Como era un cometa rasante del Sol en curso para rozar extraordinariamente cerca de él, y porque ya era visible desde tan lejos, algunos esperaban que ISON se convirtiera en el «Cometa del Siglo». En cambio, se convirtió en una advertencia sobre lo impredecibles que pueden ser los cometas.

Descubrimiento y la expectación

ISON fue descubierto el 21 de septiembre de 2012 por Vitali Nevski y Artyom Novichonok usando un telescopio de 0,4 metros de la Red Científica Óptica Internacional (ISON) cerca de Kislovodsk, Rusia, la red que le dio su nombre al cometa.

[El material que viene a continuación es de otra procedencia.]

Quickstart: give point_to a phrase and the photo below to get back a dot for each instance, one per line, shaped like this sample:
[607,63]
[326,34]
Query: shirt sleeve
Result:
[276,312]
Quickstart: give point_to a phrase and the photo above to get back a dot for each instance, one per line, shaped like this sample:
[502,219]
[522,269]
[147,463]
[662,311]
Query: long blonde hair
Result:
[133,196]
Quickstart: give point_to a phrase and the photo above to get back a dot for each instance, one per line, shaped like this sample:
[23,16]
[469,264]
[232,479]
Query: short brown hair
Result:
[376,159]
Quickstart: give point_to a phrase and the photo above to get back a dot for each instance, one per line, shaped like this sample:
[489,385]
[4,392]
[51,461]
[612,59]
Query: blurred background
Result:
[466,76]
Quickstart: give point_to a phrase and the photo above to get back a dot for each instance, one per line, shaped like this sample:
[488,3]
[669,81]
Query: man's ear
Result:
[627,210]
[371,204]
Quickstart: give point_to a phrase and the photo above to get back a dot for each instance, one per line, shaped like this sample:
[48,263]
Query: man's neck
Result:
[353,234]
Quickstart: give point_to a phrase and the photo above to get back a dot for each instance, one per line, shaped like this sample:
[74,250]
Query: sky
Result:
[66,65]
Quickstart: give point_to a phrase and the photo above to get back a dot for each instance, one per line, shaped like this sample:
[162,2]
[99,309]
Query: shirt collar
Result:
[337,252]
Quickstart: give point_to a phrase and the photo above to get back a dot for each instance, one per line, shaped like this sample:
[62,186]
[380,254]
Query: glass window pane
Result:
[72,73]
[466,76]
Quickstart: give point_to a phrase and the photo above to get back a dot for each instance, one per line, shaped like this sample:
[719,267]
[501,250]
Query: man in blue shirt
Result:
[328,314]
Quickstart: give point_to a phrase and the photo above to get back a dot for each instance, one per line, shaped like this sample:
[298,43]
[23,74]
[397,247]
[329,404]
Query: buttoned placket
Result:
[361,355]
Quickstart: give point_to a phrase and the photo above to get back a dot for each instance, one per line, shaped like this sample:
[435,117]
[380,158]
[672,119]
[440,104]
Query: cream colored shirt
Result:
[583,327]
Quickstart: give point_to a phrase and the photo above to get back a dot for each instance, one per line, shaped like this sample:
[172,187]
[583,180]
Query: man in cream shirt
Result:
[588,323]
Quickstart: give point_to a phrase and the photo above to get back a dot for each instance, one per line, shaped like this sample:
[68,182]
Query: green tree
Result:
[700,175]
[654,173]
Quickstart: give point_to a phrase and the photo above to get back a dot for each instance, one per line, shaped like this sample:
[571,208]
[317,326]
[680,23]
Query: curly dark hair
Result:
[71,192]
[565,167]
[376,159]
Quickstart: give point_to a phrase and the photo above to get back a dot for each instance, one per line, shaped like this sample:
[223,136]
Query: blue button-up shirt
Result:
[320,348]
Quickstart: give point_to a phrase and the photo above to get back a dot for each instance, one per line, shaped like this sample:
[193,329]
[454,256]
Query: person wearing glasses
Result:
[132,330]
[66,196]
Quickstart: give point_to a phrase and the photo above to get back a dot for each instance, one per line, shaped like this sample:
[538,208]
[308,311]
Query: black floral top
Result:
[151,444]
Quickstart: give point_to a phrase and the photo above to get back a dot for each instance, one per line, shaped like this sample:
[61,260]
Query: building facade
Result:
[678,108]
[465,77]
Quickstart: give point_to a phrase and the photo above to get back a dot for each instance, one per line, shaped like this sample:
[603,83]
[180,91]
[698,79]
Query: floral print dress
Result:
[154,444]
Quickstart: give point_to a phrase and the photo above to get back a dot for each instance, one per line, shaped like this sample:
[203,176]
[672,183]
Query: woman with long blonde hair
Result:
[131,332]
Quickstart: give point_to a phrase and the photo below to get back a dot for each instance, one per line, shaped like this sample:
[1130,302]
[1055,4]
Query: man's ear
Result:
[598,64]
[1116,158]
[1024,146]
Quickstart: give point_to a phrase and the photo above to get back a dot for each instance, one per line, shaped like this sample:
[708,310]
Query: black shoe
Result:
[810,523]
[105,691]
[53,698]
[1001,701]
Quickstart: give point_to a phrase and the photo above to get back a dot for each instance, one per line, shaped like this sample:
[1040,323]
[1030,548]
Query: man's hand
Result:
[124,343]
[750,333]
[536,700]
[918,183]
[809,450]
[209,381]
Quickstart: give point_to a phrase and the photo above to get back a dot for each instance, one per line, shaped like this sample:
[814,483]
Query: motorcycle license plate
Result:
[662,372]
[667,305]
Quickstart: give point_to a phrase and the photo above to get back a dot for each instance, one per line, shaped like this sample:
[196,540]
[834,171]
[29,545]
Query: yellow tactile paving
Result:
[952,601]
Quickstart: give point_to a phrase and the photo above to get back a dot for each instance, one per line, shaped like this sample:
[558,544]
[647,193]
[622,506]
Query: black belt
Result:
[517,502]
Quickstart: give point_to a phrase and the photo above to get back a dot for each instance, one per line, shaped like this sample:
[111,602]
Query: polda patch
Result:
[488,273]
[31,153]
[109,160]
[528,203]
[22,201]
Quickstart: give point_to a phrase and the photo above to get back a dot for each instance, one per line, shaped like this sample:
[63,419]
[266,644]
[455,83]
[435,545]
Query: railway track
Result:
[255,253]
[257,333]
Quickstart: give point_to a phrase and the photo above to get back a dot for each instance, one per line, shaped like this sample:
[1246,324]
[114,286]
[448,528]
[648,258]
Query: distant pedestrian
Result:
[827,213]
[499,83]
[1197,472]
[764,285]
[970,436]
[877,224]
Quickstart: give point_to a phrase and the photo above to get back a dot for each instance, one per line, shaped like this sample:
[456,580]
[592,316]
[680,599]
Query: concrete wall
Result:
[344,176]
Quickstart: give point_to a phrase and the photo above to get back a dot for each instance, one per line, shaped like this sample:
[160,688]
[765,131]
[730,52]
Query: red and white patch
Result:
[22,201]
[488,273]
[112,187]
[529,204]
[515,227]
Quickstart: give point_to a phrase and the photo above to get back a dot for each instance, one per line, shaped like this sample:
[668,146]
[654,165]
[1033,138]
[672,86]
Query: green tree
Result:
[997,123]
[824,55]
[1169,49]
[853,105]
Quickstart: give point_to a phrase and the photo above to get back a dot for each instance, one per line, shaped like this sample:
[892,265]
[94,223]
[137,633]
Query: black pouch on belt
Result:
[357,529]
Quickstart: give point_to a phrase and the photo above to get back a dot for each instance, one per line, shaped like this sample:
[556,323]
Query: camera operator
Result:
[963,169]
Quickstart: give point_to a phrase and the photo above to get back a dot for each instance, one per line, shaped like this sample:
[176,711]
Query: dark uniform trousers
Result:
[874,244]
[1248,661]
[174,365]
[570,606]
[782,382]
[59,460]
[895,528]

Las proyecciones tempranas, basadas en su distancia y brillo aparente, sugerían que algún día podría rivalizar con la Luna. Los astrónomos pidieron cautela: los cometas frescos de la nube de Oort, cargados de hielos volátiles, son notorios por prometer más de lo que cumplen.

Un rasante del Sol primerizo

ISON era casi con toda seguridad un cometa dinámicamente nuevo, que hacía su primerísimo viaje al sistema solar interior, con sus hielos jamás antes expuestos a una luz solar intensa. Su órbita estaba destinada a llevarlo hasta aproximadamente un millón de kilómetros de la superficie del Sol en el perihelio: lo bastante cerca como para clasificarlo como rasante del Sol, y lo bastante cerca como para que su supervivencia nunca estuviera garantizada.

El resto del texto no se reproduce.